Our findings have important implications. Our study indicates that the rise of firm lobbying in the EU reflects the structural transformation of the EU economy resulting from its growing integration in global markets. These transformations are making it harder for associations to unite firm preferences under the umbrella of sectoral or peak business associations. As a response, business associations can do two things. They can choose to represent some (more powerful) members more than others, though this can bring about significant costs in terms of loss of legitimacy and power vis-à-vis policymakers and other internal members. Alternatively, they can take a step back whenever conflicts with firms arise and remain active whenever lobbying alongside firms is possible. In both cases, business associations seem to be bound to a relative decline within lobbying communities.
There are also some limitations to our study. First, we focus on the difference between associations and firms, we could not include any specific indicators of firms. This may include firms that have more resources or firms that have foreign (i.e., non-EU) ownership. The latter especially may be relevant considering the logic of our argument on increased globalization. Foreign-owned firms may be less incentivized to find political consensus with EU firms, and therefore they may lobby alone more frequently. Second, we need to know the exact consequences for political decision-making in the EU. Does the increase in firm lobbying lead to policies for which the gains are more concentrated? Does increased firm lobbying lead to increasing policy outcomes benefiting MNCs? Finally, how do business associations respond to their diminishing role in EU politics? Will they adjust and adhere more to some member firms than othersFootnote 62 or maintain their role as mediators within the business community? And what are the consequences of such decisions? Such questions are critical for a proper understanding of how the EU interest group systems functions and what its effects are.

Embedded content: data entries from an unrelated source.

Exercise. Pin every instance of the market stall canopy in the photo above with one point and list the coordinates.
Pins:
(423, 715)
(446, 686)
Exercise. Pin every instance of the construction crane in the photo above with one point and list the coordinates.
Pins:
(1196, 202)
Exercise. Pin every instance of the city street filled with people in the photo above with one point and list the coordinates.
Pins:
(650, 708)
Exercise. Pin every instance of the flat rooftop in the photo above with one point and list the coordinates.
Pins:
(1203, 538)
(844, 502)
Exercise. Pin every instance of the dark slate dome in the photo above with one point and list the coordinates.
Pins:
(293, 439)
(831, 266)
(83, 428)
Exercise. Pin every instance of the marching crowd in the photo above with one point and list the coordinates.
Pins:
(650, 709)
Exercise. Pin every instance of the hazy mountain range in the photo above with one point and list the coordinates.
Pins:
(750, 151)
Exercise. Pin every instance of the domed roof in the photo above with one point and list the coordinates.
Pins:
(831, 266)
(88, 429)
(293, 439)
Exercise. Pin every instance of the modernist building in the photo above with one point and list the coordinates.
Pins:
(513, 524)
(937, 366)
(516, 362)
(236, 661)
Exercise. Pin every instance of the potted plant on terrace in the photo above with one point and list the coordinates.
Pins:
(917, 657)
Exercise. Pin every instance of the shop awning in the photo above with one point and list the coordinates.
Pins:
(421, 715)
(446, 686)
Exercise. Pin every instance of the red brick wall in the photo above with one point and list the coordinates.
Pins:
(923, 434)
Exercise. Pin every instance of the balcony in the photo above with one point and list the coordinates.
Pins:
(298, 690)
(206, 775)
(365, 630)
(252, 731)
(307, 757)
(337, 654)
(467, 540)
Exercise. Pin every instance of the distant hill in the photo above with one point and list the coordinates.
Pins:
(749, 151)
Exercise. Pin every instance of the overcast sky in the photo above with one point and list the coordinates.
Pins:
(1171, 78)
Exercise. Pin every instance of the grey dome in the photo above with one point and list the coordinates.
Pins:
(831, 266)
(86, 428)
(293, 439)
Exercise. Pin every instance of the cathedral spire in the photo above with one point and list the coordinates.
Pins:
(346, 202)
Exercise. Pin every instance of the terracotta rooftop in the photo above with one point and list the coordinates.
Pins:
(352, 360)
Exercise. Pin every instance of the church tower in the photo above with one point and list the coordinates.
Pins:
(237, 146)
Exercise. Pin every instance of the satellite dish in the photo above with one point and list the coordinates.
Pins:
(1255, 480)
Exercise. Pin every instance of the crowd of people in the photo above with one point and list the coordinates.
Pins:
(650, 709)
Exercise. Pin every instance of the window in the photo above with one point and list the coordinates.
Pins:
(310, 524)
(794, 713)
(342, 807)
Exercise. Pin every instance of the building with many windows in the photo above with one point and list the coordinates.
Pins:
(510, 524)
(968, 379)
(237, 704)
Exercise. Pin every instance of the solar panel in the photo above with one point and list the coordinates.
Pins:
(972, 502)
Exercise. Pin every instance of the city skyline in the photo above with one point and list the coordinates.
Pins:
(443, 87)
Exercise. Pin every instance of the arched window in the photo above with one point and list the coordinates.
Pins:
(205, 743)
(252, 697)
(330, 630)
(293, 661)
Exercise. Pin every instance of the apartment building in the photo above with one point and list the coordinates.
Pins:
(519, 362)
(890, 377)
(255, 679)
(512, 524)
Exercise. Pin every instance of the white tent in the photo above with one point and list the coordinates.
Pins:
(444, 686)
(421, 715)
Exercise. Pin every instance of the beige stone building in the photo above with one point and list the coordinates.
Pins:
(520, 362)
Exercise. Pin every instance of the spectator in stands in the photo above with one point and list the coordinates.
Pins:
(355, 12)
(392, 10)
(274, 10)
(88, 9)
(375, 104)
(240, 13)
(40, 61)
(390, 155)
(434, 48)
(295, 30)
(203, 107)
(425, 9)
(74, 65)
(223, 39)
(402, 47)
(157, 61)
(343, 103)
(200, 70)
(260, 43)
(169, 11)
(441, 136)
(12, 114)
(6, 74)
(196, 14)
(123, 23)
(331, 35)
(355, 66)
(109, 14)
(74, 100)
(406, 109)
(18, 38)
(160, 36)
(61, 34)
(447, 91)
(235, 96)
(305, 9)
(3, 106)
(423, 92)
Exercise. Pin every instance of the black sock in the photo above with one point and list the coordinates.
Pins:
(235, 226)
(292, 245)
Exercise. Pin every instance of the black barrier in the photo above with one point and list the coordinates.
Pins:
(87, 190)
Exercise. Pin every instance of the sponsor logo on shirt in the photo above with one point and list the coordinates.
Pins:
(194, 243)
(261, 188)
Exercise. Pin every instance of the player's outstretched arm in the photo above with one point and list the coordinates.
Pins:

More broadly, our results highlight that one of the most important changes in the structure of the world economy over the past decade has important implications for the nature of EU lobbying. While we cannot directly link changes over time due to our cross-sectional design, these results strongly suggest that the rise of firm lobbying in the EU is not a fluke, but a permanent feature of EU policymaking. The next obvious question is, what consequences will this trend have? Will it lead to more concentrated distributional gains, as we have seen in the US context?Footnote 63 How will business associations cope with a potential decline of their standing within EU lobbying communities? Considering this phenomenon's potential to yield huge and worrying normative implications, we hope our study will trigger more research into the role and consequences of firms vis-à-vis business associations in the EU and beyond.
Conflict of interest
The authors declare no conflict of interest.